BNF sanity test

Describes the minimal sanity test as performed at BNF verifying the integrity of the NAS codebase.Configuration and test files

Deployment configuration files and scripts: standalone_derby.tar.gz and standalone_postgres.tar.gz

List of test domains : AFNIC_subset_6k_clean.txt

Test runs

The test is ran first on the Derby configuration, then on the PostgreSQL configuration.

Test steps

1) Deploy the application and start it

2) Open the browser and load up the interface : http://<your host>:8074/HarvestDefinition

3) Switch to french language

4) Go to "Définitions / Créer un nouveau domaine" ("Definitions / Create Domain") and import the list of test domains. All 6000 domains should be imported.

5) Go to "Définitions / Rechercher un domaine" ("Definitions / Find Domain(s)") and check that all 6000 domains are present (use * wildcard).

6a) Go to "Définitions / Collectes ciblées / Collectes ciblées : créer un nouvel ensemble à collecter" ("Definitions / selective harvests / Create new selective harvest definition"), and create a new selective harvest.

6b) Name the harvest as you like

6c) Add the following domains : "lemonde.fr, bnf.fr, jeuxvideo.com". Confirm creation when prompted.

6d) Edit each of the three domains, and create a new configuration based on the "frontpages_plus_1_level" template, with a maximum budget of 1000 URI and unlimited weight (input -1). Be sure to name all three configurations the same.

6e) Save the harvest, go back editing it and select the newly created configurations for the domains.

6f) Activate the harvest

7a) Go to "Statut de la collecte" ("Harvest status") and press the "Afficher" ("Show") button. Check that a job is created and sent to the harvester.

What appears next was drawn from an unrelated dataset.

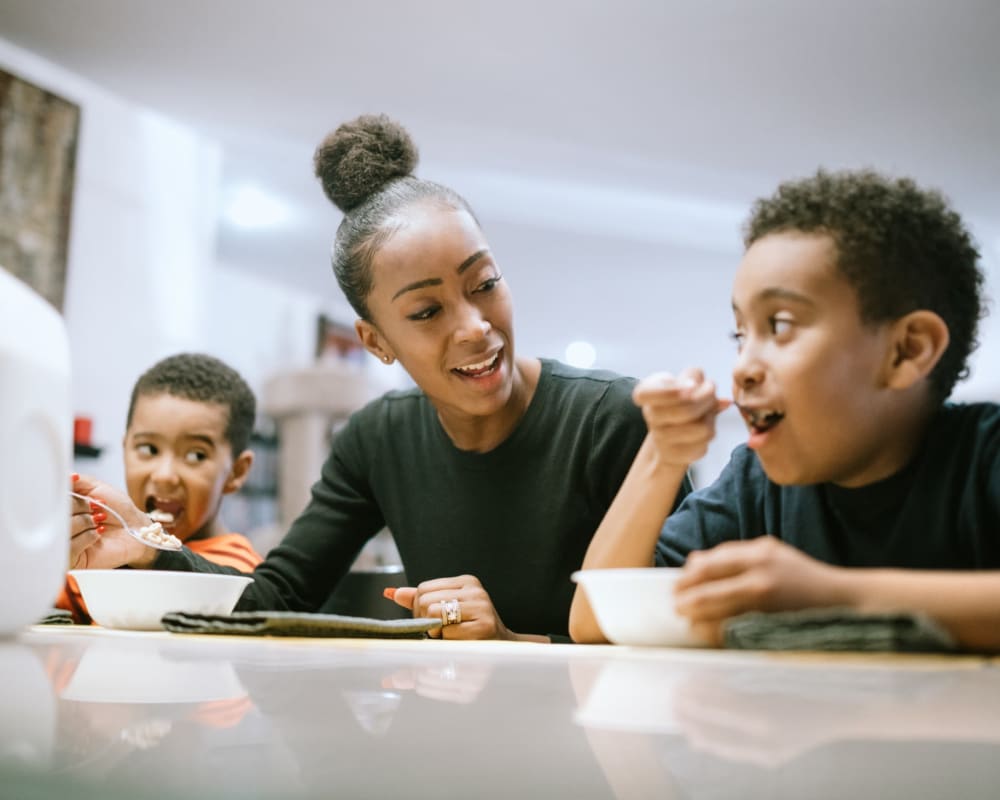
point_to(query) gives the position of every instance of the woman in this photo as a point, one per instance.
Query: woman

7b) Go to "Statut de la collecte" / Jobs en cours" ("Harvest status / Running Jobs"), and check that the job appears in the table, and that progress information is properly generated.

7c) Click on the job ID, then click to display the Heritrix console (admin / adminPassword), then pause the job.

7d) Go back to "Statut de la collecte" / Jobs en cours" and check that the job is reported as paused.

7e) Click again on the job ID, and check that the contents of the table "Liste des files d'attente à traiter" is coherent with the Heritrix frontier report (same queues).